According to reports from StepSecurity, the attack relies on a remarkably small yet exceedingly impactful binding.gyp file measuring only 157 bytes. When this file is detected by npm, it triggers the node-gyp rebuild process, which is standard for compiling native modules. The attackers have cleverly weaponized the command substitution features within gyp to execute hidden payloads during installation, effectively reaching arbitrary code execution without arousing the suspicions of conventional lifecycle script monitoring tools.
The malware follows a multi-stage payload chain post-execution, commencing with heavy obfuscation techniques that employ ROT-based encoding and eval execution. Following this obfuscation, it then utilizes AES-128-GCM decryption to access embedded payloads, effectively ensuring a covert operation. A particularly notable tactic included the rapid downloading and deployment of the Bun runtime, which allows the final malicious stages to execute outside of the Node.js environment, successfully circumventing many runtime detection methods.
Runtime analysis of this malware indicates a carefully structured kill chain. Within seconds of installation, the malware not only downloads additional dependencies but also executes obfuscated scripts, escalates privileges via sudo python3, and accesses GitHub Actions runner memory to retrieve sensitive secrets. This malicious software specifically targets masked secrets, facilitating the recovery of confidential credentials in plaintext from the Runner.Worker process memory.

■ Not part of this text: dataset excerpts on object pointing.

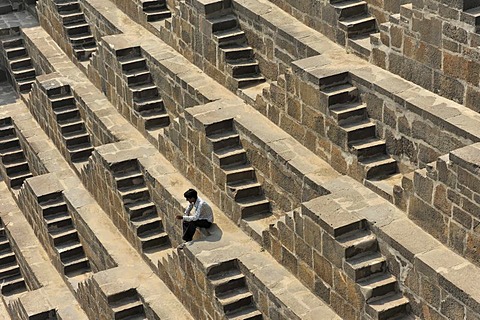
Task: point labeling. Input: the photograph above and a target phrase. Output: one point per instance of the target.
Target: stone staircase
(353, 130)
(368, 268)
(77, 29)
(13, 158)
(63, 234)
(237, 54)
(72, 127)
(231, 291)
(240, 179)
(19, 64)
(11, 278)
(155, 10)
(146, 97)
(126, 305)
(358, 24)
(137, 202)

This sophisticated malware demonstrates significant credential harvesting capabilities across various cloud and developer environments. It specifically hunts for credentials from AWS, Google Cloud, Azure, HashiCorp Vault, GitHub tokens, and even local storage solutions such as 1Password and gopass. Once these secrets are extracted, they are encrypted and exfiltrated using GitHub API calls to repositories controlled by the attackers, specifically under the account liuende501. This account, which hosts over 200 repositories, serves as a “dead-drop” location for the stolen data.
In addition to credential theft, the campaign introduces a highly concerning persistence mechanism that poisons AI coding environments. The malware injects configuration backdoors into tools like Claude Code, Cursor, Gemini, and Visual Studio Code, which allows for continued exploitation. This persistent alteration ensures that the package’s package.json file designates “./dist/index.js” as the entry point, meaning that the root index.js file is never directly imported into application code. Consequently, these modifications execute automatically each time a developer opens affected projects, further embedding malicious influences into future AI-generated code and presenting long-term supply chain risks.

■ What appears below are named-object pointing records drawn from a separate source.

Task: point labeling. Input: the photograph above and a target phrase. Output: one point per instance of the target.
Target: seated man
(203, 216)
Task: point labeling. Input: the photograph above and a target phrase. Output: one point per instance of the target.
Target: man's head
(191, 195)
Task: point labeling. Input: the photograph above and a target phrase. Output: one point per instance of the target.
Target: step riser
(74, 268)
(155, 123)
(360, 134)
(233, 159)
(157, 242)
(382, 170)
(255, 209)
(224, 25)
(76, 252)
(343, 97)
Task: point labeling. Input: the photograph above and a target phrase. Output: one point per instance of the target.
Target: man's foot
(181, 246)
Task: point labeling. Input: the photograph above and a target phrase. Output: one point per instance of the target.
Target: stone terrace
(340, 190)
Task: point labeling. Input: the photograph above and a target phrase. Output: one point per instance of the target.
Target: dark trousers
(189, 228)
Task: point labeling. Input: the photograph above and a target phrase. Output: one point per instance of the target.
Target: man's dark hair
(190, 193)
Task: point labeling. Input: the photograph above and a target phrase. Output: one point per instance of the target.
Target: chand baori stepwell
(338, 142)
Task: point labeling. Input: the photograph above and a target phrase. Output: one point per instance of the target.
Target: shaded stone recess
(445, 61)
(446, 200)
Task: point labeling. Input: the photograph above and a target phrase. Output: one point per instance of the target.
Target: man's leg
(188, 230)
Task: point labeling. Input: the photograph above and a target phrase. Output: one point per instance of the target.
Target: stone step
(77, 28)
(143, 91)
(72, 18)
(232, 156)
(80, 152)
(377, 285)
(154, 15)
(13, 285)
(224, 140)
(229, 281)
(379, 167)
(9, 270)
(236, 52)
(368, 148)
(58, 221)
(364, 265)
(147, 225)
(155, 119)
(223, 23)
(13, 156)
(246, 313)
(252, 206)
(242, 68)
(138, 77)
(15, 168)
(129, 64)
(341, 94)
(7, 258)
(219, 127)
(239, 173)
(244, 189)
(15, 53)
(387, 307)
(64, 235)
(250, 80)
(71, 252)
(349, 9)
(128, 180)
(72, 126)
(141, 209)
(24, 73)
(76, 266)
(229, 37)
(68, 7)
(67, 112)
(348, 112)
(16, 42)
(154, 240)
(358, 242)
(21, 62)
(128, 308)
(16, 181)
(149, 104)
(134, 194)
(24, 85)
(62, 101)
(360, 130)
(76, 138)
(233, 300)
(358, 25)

Furthermore, the worm displays its autonomy through the propagation of its capabilities. By utilizing stolen npm tokens, it effectively surveys and enumerates maintainer packages, injecting malicious payloads and republishing these compromised packages with forged Sigstore provenance—making them appear legitimate. Targeting similar routines in RubyGems and GitHub repositories, the attack exemplifies a cross-ecosystem infection model.

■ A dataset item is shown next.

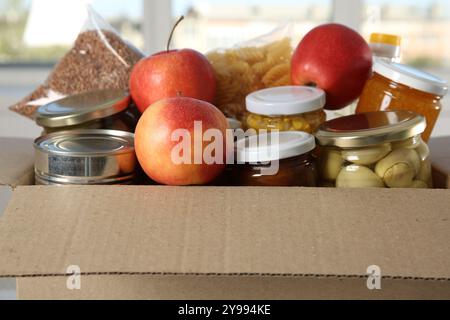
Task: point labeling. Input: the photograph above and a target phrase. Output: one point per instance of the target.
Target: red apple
(173, 73)
(173, 159)
(336, 59)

Network telemetry from this incident has revealed unusual outbound connections during installation processes, including unexpected downloads from GitHub alongside API calls intended for data exfiltration. Such behaviors diverge significantly from standard npm installation patterns, providing crucial detection opportunities for security measures.
The scale, rapidity, and sophistication inherent in this recent attack illustrate a concerning trend toward highly automated, multi-platform supply chain attacks. Developers and organizations that utilize npm packages are strongly urged to conduct thorough audits of their dependencies, monitor build-time behavior, and employ runtime protections capable of detecting non-traditional execution vectors, such as those arising from binding.gyp exploitation.